Lens 1 — Keyword (substring match)

SELECT indicator_id, value, kind FROM indicator
  WHERE description LIKE '%credential%' ALLOW FILTERING;

A LIKE substring match is precise when you know the tradecraft vocabulary, blind to paraphrase.

Lens 2 — Behaviour (vector ANN over real embeddings)

-- nearest IOCs to the behaviour "fake bank login page that steals
-- usernames and passwords":
SELECT indicator_id, value, kind FROM indicator
  ORDER BY embedding ANN OF [0.0..., ...] LIMIT 5;

The query vector is the embedding of the behaviour you describe. ANN returns the indicators that behave most similarly — the whole credential-theft cluster — even ones whose notes never use your words. The contrasting query at the end of queries.cql ("command and control beacon for ransomware encryption tasking") returns the C2 cluster instead. method: 'hvq' keeps the index small with quantization and reranks the top candidates at full precision.
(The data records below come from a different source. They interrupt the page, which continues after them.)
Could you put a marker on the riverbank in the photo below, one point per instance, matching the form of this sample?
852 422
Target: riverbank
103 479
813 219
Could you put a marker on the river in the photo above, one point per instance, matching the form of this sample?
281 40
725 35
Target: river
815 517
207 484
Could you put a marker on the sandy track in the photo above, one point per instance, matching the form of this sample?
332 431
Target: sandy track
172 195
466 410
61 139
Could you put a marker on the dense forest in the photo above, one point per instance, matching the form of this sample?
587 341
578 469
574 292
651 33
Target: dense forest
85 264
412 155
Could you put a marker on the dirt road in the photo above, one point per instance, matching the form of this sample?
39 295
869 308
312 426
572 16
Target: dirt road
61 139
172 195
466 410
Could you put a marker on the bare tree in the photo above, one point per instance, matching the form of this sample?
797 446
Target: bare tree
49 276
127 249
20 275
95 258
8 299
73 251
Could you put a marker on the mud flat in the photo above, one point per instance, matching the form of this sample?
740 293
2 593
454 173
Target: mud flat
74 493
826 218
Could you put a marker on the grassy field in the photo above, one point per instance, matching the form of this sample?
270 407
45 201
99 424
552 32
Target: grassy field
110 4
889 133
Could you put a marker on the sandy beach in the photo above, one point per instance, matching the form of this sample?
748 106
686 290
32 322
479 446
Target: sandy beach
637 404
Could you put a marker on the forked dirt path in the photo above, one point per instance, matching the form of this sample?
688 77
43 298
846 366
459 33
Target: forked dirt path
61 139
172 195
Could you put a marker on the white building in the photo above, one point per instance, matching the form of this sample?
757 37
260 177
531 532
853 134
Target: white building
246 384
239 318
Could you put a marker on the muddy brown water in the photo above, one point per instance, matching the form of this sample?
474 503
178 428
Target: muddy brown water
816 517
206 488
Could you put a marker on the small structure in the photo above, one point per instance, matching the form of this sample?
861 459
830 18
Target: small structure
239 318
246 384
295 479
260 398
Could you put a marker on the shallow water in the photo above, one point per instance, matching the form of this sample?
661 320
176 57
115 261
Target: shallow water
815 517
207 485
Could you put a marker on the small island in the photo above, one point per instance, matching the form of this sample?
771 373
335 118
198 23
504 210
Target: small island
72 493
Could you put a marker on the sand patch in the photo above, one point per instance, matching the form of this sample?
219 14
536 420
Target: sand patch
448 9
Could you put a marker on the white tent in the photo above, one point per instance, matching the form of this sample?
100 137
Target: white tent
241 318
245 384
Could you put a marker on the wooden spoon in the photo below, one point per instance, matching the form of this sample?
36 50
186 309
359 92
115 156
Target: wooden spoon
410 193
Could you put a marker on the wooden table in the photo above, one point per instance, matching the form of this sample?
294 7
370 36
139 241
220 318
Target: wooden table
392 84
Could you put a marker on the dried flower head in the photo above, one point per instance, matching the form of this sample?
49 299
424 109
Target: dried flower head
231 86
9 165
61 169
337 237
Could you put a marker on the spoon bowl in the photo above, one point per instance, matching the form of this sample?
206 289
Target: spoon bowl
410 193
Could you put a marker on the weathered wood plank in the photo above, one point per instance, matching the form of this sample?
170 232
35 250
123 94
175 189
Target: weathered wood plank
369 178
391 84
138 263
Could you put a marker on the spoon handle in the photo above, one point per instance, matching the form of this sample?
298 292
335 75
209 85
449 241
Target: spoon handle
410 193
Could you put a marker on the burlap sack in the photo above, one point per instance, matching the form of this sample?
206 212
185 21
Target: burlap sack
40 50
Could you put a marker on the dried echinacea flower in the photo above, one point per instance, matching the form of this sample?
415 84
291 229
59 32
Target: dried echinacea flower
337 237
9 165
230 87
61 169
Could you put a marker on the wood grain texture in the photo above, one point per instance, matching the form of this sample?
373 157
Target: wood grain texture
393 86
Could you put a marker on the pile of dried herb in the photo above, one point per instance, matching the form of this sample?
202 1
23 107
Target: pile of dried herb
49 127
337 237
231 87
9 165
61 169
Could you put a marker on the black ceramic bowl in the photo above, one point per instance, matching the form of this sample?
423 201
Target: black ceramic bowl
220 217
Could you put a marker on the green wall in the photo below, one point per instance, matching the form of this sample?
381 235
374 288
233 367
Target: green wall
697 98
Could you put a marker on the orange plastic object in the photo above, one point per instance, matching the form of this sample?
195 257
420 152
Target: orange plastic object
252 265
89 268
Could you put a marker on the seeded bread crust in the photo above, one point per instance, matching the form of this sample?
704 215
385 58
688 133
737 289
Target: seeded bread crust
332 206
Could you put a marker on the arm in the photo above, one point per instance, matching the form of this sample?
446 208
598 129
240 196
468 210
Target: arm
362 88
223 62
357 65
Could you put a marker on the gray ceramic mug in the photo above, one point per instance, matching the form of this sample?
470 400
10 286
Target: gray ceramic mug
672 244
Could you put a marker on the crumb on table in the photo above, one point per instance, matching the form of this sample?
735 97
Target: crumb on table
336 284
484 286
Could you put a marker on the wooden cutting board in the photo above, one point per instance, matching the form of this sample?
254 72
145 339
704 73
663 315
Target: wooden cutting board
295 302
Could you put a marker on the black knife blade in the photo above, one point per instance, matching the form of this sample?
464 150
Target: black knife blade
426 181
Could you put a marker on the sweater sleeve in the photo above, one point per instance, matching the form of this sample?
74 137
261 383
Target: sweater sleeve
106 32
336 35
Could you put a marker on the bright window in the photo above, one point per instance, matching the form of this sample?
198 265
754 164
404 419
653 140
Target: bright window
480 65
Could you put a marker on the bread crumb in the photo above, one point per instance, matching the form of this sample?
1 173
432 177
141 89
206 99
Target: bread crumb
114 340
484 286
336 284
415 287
Lens 3 — Fuzzy actor name (phonetic)

SELECT actor_id, name, origin FROM actor
  WHERE name SOUNDS LIKE 'Lazerus' ALLOW FILTERING;

A misremembered Lazerus matches the stored Lazarus via Double Metaphone — handy when actor and malware-family names are spelled a dozen ways across reports.

Lens 4 — Spiking activity (RRD consolidation)

Per-minute hit counts feed an automatic rollup:

CREATE TABLE indicator_activity ( ... )
  WITH extensions = {
    'consolidation.interval': '1h',
    'consolidation.functions': 'sum,max',
    'consolidation.target': 'indicator_activity_hourly',
    'consolidation.columns': 'hits'
  };

The hunt reads the always-populated source for recent velocity: indicators 4 (C2 beacon) and 8 (infostealer) are surging (12 → 28 → 61 → 140 hits/5min), while the phishing page is flat. A spike is exactly what turns a dormant IOC into an active incident.

Lens 5 — Shared infrastructure (property graph, Cypher)

The indicator, actor, attributed_to, and communicates_with tables were created with graph. extensions, so the *same data is an attack graph. Pivoting — "what else uses this C2", "which actors share infrastructure" — needs traversals CQL can’t do (./cypher-queries.sh):

MATCH (i:Indicator)-[:COMMUNICATES_WITH]->(t:Indicator)
RETURN t.value, COUNT(i) AS used_by ORDER BY used_by DESC

The most-reused infrastructure nodes are the highest-value pivots.

The payoff: fuse the lenses (reciprocal rank fusion)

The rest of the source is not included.